# Full HD 23" monitor for photo editing



## rider (Mar 14, 2012)

I am looking forward to buy a 23" full HD 1080p LED monitor for photo editing and gaming.
My budget is 10k so please recommend me.
 [will buy from Nehru place New Delhi]


----------



## thetechfreak (Mar 14, 2012)

Benq G2420HD- Benq G2420HD 24'' Wide Screen TFT LCD - TheITWares

Benq G222HDL- Rs.7800



First one is LCD but 24‘
Recommend the sexond one. 22‘ and it is well inside budget


----------



## rider (Mar 15, 2012)

No, I want 23" LED monitor


----------



## baccilus (Mar 15, 2012)

rider said:


> No, I want 23" LED monitor



Do have a look at  Dell 2220 LED monitor. I just bought one for someone yesterday and it is really great.


----------



## dfcols71 (Mar 15, 2012)

how about asus ml238h or viewsonic vm 2438


----------



## clmlbx (Mar 15, 2012)

I have not used BenQ but I always recommend Samsung for it's best colors.. that what I got and use that for photo editing and lot other work


----------



## SIDDHARTH.BEAM (Mar 15, 2012)

Recently i have purchased Lg 23" E2360 & it really an awasome Led & its look really cool. color is vibrant  & black level are good.
cost me around 9400 Rs.


----------



## aadishvaar (Mar 15, 2012)

i am planning for either from dell, Ultrasharp LED monitors
U2412M = 18000 K
U2312HM = 14500K

i am a graphic designer for print media & i use corel & PS so i have seen this one & really liked it. if you have budget go for 2412 as it has 1" hight (yes it's widht is same as 23 but have more height 16:10) so more work area.


----------



## nipunmaster (Mar 18, 2012)

Have a look at this, its full hd LED, great response time and its only about 11k, but its worth the deal, and it looks very great.
ASUS - Display- ASUS ML238H


----------



## sam.dg (Mar 20, 2012)

nipunmaster said:


> Have a look at this, its full hd LED, great response time and its only about 11k, but its worth the deal, and it looks very great.
> ASUS - Display- ASUS ML238H


This is a bit off-topic, but could you tell me if you can just hook up a PS3 with this monitor and play?


----------



## dfcols71 (Mar 20, 2012)

yeah i got that from delta 11350/- asus ml238h

but touch button controls takes some getting used too 
but movies  show great clarity
hdmi port -ps3 and hdmi audio port


----------



## nipunmaster (Mar 21, 2012)

sam.dg said:


> This is a bit off-topic, but could you tell me if you can just hook up a PS3 with this monitor and play?

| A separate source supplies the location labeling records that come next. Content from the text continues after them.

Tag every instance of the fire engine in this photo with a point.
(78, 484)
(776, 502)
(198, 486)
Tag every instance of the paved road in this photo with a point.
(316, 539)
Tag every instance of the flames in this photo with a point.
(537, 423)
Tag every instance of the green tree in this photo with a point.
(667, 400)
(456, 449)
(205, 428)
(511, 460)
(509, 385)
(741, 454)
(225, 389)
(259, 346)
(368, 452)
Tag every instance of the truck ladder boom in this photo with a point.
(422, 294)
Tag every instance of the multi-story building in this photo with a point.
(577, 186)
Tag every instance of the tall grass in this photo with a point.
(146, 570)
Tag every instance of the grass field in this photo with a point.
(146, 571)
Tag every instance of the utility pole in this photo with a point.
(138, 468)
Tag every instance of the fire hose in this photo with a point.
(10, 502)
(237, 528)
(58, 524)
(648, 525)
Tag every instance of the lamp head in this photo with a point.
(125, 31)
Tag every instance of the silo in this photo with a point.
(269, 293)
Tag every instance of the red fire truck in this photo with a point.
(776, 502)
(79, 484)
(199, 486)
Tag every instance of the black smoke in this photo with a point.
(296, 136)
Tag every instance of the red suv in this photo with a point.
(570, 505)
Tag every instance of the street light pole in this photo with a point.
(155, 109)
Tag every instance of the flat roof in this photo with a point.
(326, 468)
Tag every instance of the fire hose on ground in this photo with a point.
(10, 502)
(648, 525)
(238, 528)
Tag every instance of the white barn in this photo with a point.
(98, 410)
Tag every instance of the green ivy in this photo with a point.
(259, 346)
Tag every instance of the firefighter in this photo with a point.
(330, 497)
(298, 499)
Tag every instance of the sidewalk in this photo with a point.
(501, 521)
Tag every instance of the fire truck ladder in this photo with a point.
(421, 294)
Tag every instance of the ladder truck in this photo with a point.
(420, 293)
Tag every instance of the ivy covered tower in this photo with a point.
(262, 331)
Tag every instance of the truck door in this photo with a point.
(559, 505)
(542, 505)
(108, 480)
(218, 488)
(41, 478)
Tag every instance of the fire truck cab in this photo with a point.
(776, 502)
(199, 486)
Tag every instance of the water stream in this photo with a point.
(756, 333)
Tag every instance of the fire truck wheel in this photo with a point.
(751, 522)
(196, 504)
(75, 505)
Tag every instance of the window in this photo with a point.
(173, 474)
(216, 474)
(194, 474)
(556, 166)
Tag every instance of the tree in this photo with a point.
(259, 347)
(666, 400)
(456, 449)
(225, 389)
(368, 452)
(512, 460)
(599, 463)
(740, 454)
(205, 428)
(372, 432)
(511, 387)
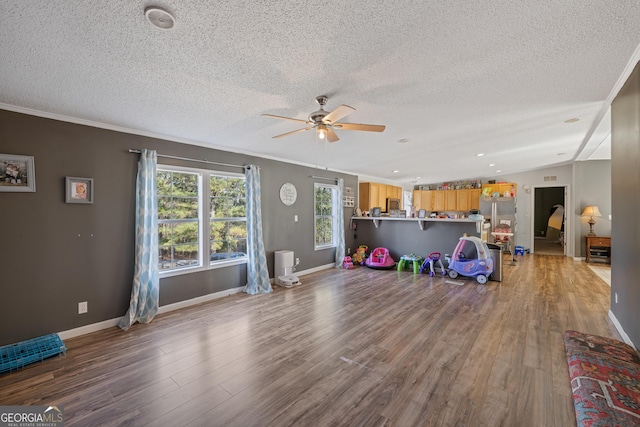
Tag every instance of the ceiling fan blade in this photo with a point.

yeah it has a hdmi 1.3 input and a d-sub cable, so you can connect the ps3 in it, and for the audio, it also has a 3.5mm audio output jack from the hdmi.


----------



## sam.dg (Mar 26, 2012)

Cool. I'm also getting one ASUS ML238H for Rs. 11,440


----------



## harryneopotter (Mar 26, 2012)

the cheapest option will be AOC 23" IPS LED monitor, which is available for 11.1k at nehru place. Sleek in design, IPS Panel, In built Speakers, HDMI, Wall mount etc. Great buy at this price.


----------



## rider (Mar 27, 2012)

harryneopotter said:


> the cheapest option will be AOC 23" IPS LED monitor, which is available for 11.1k at nehru place. Sleek in design, IPS Panel, In built Speakers, HDMI, Wall mount etc. Great buy at this price.



Is AOC reliable brand? Because I never used this brand. I have used Samsung monitors all the time.. Is this better than samsung monitors of 11k price range.


----------



## harryneopotter (Mar 27, 2012)

AOC is one of the biggest OEM panel manufacturer for many reputed brands like HP, HCL etc.


----------



## sam.dg (Mar 30, 2012)

Is there any user of ASUS ML238H here?
How the hell do I change the display settings?
I cannot change the Brightness/Contrast as they seem fixed to their default values with reference to the pre-configured standards/modes. 
If I change the colour temperature, no matter what value I put in there, the monitor seems to adjust automatically, which is essentially not the result I desire.
The only thing I could do is to go the video driver settings and adjust accordingly.
But I need to know the way to change the settings from the Monitor touch-panel.
Help, anyone?


----------



## dfcols71 (Mar 31, 2012)

first press the third button menu  press again once more till an indicator move the cursor up and down to  save press the last button 
there is a setting in system setup osd setup tweak with those frequency should be 120 dd/ci -on last setting 60 or adjust according to your desire and press the 5 buton save/exit

please download the user manual from asus  since iam not an expert in this stuff


----------



## sam.dg (Apr 1, 2012)

Whatever I do, it tends to auto-adjust! 

I don't know if mine is one faulty monitor!!


----------